Take the example of a highly specialized OEM in the automotive industry that I have worked with a couple of years ago. The company had developed a high-performance gearing technology for sports cars. Everything worked out well, the technology was superior over solutions by competitors. However, the company had set itself the goal to generate 20% of their revenues in other markets than the automotive industry by 2025. Thus, they were looking for new applications to their technology. Because of their functional fixedness, they had come up with near-analogous application ideas only, e.g., motorcycles, agricultural utility vehicles and so on. The problem was: They considered themselves as a manufacturer of gearing technology for vehicles. Consequently, they could only think about applications somehow linked to vehicles and mobility. Little did they know about all the promising, far-analogous markets out there that were desperately looking for a solution like their technology. One example is off-shore wind parks. The wind mills in such off-shore wind parks have an increased risk of getting damaged because of very demanding wind profiles, i.e., because of gusty winds. In case of strong gusts, the gearing mechanism would not decouple fast enough, causing the gearing mechanism to break.
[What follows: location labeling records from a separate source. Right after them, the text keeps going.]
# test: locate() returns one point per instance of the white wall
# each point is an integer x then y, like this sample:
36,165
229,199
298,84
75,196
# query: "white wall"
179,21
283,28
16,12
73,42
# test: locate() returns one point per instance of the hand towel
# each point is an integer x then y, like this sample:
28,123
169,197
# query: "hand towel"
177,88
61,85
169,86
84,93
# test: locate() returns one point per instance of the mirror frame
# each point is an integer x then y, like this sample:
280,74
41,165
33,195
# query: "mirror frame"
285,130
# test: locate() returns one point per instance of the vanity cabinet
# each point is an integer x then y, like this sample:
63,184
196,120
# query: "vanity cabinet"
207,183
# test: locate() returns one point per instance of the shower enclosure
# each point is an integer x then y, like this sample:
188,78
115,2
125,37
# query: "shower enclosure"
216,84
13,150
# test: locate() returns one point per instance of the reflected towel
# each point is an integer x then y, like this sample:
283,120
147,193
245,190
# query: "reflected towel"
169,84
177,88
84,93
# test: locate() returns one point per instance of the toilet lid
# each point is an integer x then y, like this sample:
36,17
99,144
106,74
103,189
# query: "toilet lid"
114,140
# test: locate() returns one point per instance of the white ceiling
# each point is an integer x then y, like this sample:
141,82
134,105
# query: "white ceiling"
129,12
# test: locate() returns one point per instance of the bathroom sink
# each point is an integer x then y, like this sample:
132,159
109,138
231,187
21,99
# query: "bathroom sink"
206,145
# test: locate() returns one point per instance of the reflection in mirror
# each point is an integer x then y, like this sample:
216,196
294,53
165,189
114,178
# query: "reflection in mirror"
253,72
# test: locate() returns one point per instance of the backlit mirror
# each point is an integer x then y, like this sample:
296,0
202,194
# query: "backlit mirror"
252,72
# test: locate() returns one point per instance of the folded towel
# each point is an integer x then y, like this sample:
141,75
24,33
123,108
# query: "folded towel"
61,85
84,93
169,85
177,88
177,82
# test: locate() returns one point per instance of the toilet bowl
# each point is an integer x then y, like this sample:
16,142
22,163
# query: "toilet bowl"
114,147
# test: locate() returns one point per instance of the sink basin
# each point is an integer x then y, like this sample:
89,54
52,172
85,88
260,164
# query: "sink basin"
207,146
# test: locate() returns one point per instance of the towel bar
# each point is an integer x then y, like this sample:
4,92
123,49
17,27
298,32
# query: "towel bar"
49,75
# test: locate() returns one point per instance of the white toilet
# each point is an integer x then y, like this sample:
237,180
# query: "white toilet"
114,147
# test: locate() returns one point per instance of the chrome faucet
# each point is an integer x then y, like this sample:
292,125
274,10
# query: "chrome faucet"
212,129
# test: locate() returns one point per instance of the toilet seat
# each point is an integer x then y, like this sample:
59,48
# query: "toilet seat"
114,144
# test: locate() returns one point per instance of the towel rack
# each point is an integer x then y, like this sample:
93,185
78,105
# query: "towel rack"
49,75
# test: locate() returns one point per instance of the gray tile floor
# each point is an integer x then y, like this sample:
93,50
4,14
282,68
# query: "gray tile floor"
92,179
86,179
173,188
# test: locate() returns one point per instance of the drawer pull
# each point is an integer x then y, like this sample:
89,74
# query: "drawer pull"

Such incidents obviously are very costly, not only because of the repair work to be conducted but also because of the discontinuation of the energy production. The high-performance gearing technology of the automotive OEM was a potential solution to the wind park operators’ problems, but neither side did know of each other. And because of their functional fixedness, they would not have found each other easily.
The cases described above illustrate how the inventor’s technological perspective and functional fixedness negatively affect the fuzzy front-end of KTT processes, i.e., the identification and evaluation of new business opportunities to technologies. In my next blog post, I will elaborate on how to overcome these obstacles and to master the fuzzy front-end of KTT activities.